When it comes to leisure activities, Chengdu is the hands-down leader of China. Sichuan has a widely known reputation for being one of China's most laid-back provinces: from traditional teahouses to shopping malls, modern cafes, and pubs and clubs, there are one-hundred-and-one ways for you to enjoy the entertainment options here, and when you visit, you can feel the vitality of this city both day and night.
Old Town Streets
With a long and storied history, Chengdu has managed to maintain some cultural old town streets, which reflect the rich cultural heritage of Sichuan province. In addition to preserving the historic look, the local delicacies and exquisite hand crafts sold in the booths and stalls along the way add to the antique feel.
Located south of downtown at No. 2 Xinguanghua Street, Jinli street (锦里街) is a vestige of time past. This single narrow lane weaves by shops bustling with the same energy it did a hundred years ago, and the beautiful wood-frame buildings complete the scene. This walking street is a place where you can get an authentic glimpse of Chengdu's ancient beauty and energy. Traditional red lanterns hang high on the wooden eaves overhanging the densely packed street, while the numerous shops below sell all kinds of crafts and local delicacies, making it a hot tourist destination.
The Wide and Narrow Alley (宽窄巷子), located west of downtown on Changshun Street in Qingyang District, could be Jinli's twin sister. Named for the differing widths of the parallel alleys that make up the block, the Wide and Narrow Alley is a wonderfully restored collection of stone buildings with a slightly different feel than Jinli. There are Western and Chinese snacks available in the numerous open-front shops, as well as a two-story Starbucks with a great view from the balcony. In the lane that connects the Wide and Narrow Alley, you can find row upon row of fascinating pictures on display of other attractions in China. While walking on the street, you may bump into live actors dressed like statues of residents from a century ago, with their faces painted to be consistent with the color of their outfits - don't be surprised if a "statue" invites you to take a photo with them! You can take photos with them, but it may cost several dozen RMB.

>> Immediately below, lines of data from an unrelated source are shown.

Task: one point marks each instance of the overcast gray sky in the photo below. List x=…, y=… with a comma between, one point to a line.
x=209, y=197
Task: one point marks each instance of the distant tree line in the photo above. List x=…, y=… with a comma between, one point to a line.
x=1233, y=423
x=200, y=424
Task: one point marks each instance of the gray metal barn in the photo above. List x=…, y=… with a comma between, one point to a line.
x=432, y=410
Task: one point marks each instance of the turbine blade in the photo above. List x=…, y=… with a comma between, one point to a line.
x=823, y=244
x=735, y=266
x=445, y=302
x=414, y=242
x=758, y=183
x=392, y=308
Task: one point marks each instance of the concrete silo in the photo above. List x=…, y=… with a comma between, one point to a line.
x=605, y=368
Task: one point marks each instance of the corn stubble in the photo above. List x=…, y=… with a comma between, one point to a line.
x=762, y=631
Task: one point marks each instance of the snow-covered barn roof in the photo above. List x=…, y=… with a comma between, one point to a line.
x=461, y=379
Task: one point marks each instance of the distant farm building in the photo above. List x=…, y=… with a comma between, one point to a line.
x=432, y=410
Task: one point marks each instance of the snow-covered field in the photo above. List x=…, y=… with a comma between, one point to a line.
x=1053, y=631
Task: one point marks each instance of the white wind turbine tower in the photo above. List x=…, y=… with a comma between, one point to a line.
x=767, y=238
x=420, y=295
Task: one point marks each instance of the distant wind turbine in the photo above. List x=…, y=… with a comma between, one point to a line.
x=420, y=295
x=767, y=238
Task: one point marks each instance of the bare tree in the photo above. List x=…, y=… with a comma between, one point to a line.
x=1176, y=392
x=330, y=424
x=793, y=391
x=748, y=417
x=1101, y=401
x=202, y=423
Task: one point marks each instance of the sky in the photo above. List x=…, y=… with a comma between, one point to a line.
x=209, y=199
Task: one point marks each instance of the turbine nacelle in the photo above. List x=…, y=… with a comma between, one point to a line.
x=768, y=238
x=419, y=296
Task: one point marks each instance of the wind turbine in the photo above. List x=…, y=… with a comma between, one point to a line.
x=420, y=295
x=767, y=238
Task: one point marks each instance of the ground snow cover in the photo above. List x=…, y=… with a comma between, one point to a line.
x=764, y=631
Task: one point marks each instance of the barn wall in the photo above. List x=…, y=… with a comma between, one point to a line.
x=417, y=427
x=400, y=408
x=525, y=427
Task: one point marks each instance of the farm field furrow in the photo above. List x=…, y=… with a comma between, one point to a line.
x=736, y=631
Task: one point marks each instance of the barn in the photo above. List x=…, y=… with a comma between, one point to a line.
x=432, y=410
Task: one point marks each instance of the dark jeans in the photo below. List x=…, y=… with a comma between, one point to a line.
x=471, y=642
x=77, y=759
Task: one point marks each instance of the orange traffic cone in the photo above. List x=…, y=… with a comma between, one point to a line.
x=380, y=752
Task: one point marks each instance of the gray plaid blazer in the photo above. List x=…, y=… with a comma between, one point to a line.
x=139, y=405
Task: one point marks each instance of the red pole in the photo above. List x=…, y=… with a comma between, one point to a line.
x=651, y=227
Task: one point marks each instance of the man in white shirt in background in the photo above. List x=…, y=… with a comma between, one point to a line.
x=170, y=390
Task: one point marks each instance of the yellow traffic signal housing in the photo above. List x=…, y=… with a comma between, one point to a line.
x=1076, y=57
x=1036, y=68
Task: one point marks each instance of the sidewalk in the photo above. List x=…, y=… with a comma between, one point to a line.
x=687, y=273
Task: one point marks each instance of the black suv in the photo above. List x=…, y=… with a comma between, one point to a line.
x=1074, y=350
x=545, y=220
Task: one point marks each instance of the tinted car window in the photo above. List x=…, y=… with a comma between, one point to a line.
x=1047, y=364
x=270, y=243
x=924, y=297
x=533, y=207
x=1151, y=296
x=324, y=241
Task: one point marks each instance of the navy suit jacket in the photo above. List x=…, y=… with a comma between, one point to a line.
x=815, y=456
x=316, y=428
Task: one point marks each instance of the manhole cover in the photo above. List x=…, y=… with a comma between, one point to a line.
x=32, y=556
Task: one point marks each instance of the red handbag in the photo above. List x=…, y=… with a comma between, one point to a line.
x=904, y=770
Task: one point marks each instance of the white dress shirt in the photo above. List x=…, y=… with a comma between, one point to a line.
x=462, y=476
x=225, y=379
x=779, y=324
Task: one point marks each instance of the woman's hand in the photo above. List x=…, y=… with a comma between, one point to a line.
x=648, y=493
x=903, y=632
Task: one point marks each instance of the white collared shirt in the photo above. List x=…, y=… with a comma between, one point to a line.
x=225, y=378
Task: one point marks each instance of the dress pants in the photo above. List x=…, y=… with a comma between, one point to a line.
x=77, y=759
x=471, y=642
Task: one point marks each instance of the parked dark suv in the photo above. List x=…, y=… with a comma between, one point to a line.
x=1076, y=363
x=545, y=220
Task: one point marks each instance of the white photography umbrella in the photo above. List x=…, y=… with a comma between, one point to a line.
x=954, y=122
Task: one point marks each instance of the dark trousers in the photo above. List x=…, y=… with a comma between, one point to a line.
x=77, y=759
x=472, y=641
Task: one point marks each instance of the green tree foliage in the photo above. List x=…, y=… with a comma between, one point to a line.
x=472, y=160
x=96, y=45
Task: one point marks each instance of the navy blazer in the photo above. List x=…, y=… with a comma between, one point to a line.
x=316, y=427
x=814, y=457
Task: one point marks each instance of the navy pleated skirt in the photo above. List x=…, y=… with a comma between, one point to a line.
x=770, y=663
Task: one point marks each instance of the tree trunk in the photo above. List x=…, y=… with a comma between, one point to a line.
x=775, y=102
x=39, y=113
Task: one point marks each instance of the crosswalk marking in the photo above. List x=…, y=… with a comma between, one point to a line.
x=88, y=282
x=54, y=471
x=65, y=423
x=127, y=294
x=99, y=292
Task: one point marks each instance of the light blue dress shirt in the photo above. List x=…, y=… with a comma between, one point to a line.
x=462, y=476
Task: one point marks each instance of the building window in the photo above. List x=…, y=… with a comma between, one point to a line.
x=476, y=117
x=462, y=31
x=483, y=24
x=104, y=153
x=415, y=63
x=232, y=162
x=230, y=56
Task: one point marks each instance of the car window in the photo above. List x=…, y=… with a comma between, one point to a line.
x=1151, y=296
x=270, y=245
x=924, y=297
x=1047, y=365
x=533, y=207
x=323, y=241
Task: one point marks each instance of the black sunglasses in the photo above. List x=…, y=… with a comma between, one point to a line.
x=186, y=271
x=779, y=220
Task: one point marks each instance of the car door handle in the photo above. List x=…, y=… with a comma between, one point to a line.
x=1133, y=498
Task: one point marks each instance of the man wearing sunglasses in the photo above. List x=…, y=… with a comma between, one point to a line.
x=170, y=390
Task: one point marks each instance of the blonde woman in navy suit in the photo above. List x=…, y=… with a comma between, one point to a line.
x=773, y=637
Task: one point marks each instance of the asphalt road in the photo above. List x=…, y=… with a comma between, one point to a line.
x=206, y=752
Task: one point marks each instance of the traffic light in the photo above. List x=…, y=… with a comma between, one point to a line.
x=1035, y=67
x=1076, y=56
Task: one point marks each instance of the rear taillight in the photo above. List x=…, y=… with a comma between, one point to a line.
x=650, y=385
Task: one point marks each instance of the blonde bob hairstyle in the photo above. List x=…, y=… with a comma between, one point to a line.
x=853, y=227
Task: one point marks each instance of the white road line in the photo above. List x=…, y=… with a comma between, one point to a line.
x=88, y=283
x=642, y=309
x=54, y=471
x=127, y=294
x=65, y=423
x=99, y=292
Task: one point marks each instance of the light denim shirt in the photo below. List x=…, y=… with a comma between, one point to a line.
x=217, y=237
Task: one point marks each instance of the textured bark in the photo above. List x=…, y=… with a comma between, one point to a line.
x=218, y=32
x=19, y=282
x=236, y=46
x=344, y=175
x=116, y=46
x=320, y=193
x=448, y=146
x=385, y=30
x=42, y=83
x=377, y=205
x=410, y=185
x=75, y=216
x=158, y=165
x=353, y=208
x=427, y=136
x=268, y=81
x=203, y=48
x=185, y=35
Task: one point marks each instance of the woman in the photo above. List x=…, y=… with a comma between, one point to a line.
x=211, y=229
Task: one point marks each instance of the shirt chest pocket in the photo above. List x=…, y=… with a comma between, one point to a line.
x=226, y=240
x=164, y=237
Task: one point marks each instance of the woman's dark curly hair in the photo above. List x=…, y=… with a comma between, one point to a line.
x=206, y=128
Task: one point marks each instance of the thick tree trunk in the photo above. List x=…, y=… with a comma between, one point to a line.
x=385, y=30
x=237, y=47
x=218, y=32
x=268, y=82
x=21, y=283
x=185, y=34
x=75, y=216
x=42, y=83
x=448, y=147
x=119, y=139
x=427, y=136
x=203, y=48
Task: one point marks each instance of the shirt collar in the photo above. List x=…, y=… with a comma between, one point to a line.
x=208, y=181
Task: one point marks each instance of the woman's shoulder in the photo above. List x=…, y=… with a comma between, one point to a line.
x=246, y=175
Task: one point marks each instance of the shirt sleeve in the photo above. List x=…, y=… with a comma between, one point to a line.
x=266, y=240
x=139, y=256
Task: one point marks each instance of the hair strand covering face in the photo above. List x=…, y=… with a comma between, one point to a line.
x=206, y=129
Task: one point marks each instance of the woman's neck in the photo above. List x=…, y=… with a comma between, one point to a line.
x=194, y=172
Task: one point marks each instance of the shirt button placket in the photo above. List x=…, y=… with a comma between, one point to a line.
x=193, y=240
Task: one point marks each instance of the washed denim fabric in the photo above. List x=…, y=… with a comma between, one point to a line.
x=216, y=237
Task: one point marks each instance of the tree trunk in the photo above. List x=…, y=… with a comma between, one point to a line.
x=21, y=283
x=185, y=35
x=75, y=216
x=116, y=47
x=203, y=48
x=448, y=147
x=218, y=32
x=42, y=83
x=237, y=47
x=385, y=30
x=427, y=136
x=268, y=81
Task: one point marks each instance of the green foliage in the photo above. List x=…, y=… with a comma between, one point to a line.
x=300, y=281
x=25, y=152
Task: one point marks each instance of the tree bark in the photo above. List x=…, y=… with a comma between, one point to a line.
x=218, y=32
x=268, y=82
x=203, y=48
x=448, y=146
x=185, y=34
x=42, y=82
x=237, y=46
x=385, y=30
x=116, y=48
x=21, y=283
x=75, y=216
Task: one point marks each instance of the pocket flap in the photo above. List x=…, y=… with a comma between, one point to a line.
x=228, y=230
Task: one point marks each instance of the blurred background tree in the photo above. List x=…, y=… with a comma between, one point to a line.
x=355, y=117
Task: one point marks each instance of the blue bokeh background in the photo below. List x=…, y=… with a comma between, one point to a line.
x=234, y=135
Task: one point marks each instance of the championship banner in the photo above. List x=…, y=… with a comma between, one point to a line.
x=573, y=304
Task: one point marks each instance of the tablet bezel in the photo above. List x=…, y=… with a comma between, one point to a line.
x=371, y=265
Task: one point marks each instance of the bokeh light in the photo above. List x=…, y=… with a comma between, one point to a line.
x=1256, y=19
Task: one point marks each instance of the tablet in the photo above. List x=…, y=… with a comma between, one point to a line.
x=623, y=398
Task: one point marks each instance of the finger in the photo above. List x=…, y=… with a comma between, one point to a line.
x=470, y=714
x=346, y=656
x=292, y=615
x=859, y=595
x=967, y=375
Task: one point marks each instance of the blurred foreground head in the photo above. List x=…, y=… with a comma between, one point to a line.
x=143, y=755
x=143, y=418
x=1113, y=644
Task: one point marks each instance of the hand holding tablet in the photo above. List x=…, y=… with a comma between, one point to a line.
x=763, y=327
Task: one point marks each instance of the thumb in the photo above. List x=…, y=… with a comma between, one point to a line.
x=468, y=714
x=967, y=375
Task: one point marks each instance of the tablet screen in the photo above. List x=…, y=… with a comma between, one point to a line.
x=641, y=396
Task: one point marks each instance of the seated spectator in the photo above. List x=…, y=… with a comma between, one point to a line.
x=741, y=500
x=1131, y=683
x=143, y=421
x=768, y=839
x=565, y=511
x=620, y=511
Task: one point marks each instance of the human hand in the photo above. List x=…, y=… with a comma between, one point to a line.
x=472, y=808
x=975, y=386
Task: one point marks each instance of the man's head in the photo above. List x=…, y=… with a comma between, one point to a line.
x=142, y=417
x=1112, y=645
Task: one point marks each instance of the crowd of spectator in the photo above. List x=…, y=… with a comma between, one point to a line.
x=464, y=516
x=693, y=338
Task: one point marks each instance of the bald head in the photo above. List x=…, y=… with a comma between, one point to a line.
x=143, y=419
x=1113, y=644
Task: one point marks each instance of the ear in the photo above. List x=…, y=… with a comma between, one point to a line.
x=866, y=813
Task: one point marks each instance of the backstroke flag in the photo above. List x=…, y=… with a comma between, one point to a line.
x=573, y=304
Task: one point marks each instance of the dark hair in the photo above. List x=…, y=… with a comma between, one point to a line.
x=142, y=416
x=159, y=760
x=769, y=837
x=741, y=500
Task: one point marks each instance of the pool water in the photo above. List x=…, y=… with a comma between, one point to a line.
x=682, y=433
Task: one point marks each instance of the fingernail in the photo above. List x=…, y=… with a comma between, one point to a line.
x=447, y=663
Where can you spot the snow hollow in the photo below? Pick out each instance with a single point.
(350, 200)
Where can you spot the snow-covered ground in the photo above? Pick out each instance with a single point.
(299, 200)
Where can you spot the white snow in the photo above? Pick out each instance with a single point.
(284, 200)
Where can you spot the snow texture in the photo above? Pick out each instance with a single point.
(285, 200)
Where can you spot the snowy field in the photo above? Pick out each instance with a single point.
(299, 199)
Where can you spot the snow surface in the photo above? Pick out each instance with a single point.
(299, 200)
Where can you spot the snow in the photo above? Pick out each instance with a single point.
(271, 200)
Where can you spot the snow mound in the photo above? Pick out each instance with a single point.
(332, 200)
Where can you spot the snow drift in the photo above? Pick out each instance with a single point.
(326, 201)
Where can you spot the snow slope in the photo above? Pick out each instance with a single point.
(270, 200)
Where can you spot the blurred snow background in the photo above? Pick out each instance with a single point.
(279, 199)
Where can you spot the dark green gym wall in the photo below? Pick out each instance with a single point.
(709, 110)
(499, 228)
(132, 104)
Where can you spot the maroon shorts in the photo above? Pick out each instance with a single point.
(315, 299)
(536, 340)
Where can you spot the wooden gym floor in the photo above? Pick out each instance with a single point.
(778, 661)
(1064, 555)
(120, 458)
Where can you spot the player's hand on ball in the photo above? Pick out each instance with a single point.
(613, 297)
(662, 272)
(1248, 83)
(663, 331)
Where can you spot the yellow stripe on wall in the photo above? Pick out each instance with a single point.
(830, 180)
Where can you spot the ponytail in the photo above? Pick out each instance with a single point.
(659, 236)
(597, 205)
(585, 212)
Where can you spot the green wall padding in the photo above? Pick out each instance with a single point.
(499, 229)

Located in Qingyang District near Sichuan Provincial Museum, Chengdu's Qintai Road (琴台路) is another big attraction for those who enjoy classic Chinese architecture. Once stepping onto the street, your whole view will be captured by the long row of red bricks and grey tiles decorating the time-honored traditional buildings, making you feel life you have just stepped into an Imperial palace. Qintai Road is closedly related with the love story between Zhuo Wenjun, a pretty lady who are good at playing piano and Sima Xiangru, a poor but profound writer in the Western Han Dynasty (206 B.C.-24 A.D.). Today, you can even find a Wenjun Hotel named after beautiful Zhuo. In addition to the large jewelry shops that have existed for decades, large numbers of pubs are also popping up on this street. One noteworthy stop is the old drama house on Qintai Road, which has been preserved from ancient times - try to grab a performance there if you have time!
It's said that tea houses in Sichuan province rank first in the world, and of course the tea houses in Chengdu rank first in Sichuan! Tea houses not only offer genuine Chinese teas like Tieguanying, Zhuyeqing, and Maofeng, they can also provide wonderful diversions, such as the Sichuan opera performances at Yuelai Tea House (悦来茶馆).
At Dabei Temple Tea House (大悲寺茶馆), you may have a chance to see Chinese antiques and calligraghy and painting exchanges, while other tea houses, such as Heming Tea House (鹤鸣茶馆), are famous for their open-air seating and relaxed natural atmospheres. The city's many tea houses have been drawing tourists, especially those from other countries, to come relax and interact with locals, for quite a while.
Cafes, Pubs and Clubs
As Chengdu has grown in prominence in the international community, pubs and clubs have become another feature of this city. Mainly distributed toward the south of downtown where much of the expatriate community lives, along streets such as Renmin South Road and west of Yangshi Street, Western-style hangouts have become popular with young Chinese and foreigners alike.
The Bookworm offers an extensive Western menu and a noteworthy collection of books for sale or lending, and often has live music in the evenings. Not too far away, Shamrock Bar has an authentic Irish pub atmosphere and regularly shows live sporting events on their many screens, or just stop by for a game of pool and a pint. Hongse Niandai (Red Age) Club, which is located near the American consulate at the entrance of Nijia Bridge Road, provides private karaoke rooms of various styles, as well as a restaurant and disco hall for music lovers.
On the west side of the city, High Connections cafe takes pride in their lattes and unique coffee roast blends, and offers wifi and plenty of seating. Nearby at the Renhe Spring shopping mall, stop by cafes like Renhe Spring Cafe for a break after browsing the high-end shops in the mall.
This is just a taste of what Chengdu has to offer, a city full of hustle and bustle but one which never fails to offer a place for you to relax. Come and join the locals sipping tea and playing mahjong, or sit for a minute and look through your travel photos at one of the top-notch cafes and pubs here!